Few things say summertime like a warm evening spent with good friends around a pool; there’s just something about it that brings back the best of memories! As someone who likes to live life on the greener side, I have to resign myself to the fact that pools are a guilty pleasure as they fall far short of being eco-friendly. In spite of the reality that pools aren’t green, that doesn’t mean that you can’t do things to inspire a little green credit in your next pool party.
The first place you can look to go green is with your pool pump. Opting to replace your current pump with a more efficient model is not only a good choice for the Earth, it can also help you save money over the long run. In addition, put your pool pump on a timer for added efficiency.

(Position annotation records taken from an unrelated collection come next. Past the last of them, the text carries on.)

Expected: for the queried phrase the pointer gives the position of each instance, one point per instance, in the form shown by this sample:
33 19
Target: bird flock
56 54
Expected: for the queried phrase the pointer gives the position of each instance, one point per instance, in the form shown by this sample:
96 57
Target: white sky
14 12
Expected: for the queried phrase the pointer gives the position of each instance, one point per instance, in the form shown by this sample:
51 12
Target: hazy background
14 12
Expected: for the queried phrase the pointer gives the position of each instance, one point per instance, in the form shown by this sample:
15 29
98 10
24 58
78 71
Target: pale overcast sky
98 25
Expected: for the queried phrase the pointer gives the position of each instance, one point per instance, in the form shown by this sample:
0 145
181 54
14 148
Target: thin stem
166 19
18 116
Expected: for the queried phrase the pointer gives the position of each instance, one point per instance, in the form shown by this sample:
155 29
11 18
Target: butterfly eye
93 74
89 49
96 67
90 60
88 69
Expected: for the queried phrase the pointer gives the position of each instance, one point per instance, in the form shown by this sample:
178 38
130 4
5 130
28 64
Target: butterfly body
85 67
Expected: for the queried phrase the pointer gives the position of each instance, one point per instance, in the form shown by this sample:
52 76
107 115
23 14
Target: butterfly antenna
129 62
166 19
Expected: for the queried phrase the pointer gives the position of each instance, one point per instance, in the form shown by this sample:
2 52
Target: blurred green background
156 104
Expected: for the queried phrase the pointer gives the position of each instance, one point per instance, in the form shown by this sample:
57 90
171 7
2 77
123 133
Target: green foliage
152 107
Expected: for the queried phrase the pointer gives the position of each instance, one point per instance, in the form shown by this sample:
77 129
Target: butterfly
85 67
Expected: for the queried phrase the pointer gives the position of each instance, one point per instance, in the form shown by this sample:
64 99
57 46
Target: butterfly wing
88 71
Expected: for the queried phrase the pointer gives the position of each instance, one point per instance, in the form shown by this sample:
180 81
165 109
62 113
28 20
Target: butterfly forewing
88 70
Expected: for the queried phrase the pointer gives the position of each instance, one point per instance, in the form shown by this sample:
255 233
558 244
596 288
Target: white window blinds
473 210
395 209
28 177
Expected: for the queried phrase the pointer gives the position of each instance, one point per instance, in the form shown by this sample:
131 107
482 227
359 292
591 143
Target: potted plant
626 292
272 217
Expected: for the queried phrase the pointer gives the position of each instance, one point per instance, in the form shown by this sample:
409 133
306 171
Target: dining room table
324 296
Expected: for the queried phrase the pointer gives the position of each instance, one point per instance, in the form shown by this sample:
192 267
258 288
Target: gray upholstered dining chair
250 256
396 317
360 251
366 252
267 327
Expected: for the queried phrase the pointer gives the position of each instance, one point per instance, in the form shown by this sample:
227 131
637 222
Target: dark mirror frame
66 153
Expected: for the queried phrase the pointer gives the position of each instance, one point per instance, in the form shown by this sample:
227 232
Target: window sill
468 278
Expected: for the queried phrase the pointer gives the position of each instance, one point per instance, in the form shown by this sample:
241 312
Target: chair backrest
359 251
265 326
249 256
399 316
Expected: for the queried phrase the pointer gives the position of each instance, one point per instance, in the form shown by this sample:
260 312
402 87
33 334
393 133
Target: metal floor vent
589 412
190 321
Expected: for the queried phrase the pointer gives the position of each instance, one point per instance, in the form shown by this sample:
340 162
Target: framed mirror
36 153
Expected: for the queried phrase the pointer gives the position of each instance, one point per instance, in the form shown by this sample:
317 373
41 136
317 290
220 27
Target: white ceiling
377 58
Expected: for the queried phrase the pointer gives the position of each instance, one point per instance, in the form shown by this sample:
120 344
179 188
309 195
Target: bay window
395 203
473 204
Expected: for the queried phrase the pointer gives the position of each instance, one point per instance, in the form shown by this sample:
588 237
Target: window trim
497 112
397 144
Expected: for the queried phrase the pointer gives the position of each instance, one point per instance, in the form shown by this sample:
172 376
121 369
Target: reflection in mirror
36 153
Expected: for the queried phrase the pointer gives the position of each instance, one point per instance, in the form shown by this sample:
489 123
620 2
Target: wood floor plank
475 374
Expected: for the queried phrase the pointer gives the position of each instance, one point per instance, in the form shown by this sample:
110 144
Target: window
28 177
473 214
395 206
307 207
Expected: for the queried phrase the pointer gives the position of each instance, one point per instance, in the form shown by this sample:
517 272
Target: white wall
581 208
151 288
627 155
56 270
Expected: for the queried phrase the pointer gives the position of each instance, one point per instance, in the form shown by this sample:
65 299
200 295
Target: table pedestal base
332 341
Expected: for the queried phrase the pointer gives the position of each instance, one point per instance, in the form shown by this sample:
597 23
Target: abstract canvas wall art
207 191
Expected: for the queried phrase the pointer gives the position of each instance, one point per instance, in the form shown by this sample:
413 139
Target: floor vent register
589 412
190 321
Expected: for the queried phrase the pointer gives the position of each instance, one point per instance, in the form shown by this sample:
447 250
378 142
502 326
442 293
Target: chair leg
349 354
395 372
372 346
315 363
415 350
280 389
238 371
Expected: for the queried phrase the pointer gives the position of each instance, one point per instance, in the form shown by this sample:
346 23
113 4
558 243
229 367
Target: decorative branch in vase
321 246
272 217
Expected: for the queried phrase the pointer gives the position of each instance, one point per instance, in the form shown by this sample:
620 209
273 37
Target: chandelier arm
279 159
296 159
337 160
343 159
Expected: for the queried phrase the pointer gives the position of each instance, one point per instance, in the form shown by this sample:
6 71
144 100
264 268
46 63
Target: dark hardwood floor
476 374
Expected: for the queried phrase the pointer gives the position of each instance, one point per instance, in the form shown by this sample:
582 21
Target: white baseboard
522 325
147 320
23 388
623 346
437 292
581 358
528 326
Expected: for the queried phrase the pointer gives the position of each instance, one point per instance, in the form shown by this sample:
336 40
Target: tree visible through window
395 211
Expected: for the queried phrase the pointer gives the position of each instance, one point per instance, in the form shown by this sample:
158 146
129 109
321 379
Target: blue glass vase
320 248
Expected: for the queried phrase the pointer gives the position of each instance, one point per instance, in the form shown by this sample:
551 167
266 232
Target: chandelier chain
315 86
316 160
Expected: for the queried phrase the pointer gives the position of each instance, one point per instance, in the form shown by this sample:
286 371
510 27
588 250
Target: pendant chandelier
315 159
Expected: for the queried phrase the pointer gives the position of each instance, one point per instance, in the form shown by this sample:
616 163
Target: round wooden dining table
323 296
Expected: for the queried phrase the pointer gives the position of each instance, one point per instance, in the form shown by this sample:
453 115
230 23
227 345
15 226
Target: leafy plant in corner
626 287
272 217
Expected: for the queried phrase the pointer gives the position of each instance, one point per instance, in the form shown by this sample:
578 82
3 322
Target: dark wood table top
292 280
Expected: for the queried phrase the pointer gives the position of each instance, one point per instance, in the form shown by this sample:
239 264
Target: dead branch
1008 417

Another place your pool really loses green credit is through its heater. The very nature of water and the shear volume of water in your pool means that constantly heating it will use a lot of energy. Your pool is no different than your home in the winter, the more you crank up the heat, the more electricity you will use. Try turning down the thermostat on your pool, and if that doesn’t make for an inviting swim, try turning it off during those times of the week you are least likely to take a dip.
Another similarity between your home and your pool is that regularly maintaining your systems and cleaning your filters will provide you with greater efficiency and fewer breakdowns. We can all get behind that idea!
Next, consider non-chlorine and limited chlorine systems for keeping your pool clean and disinfected. Chlorine is a toxic gas to humans, and let’s face it, it doesn’t do your skin any favors after a long day of lounging in the pool. Many options require new system installations, but trust me, it’s well worth the investment after experiencing a long soak in a chlorine free pool.
Lastly, the biggest green infraction committed by swimming pools is the volume of water that they use. While this fact can’t be helped, water loss through evaporation can be minimized. Using a fabric pool cover is one way to help keep your pool water where it belongs, but the latest and greatest minds in pool chemistry have brought us liquid pool covers, chemical barriers that are safe for swimmers that act as a top layer, keeping pool water in it’s place.
Just because something is not inherently efficient or eco-friendly doesn’t mean that you can’t make some helpful improvements. Now that we’ve got that covered, I think it’s time for a dip!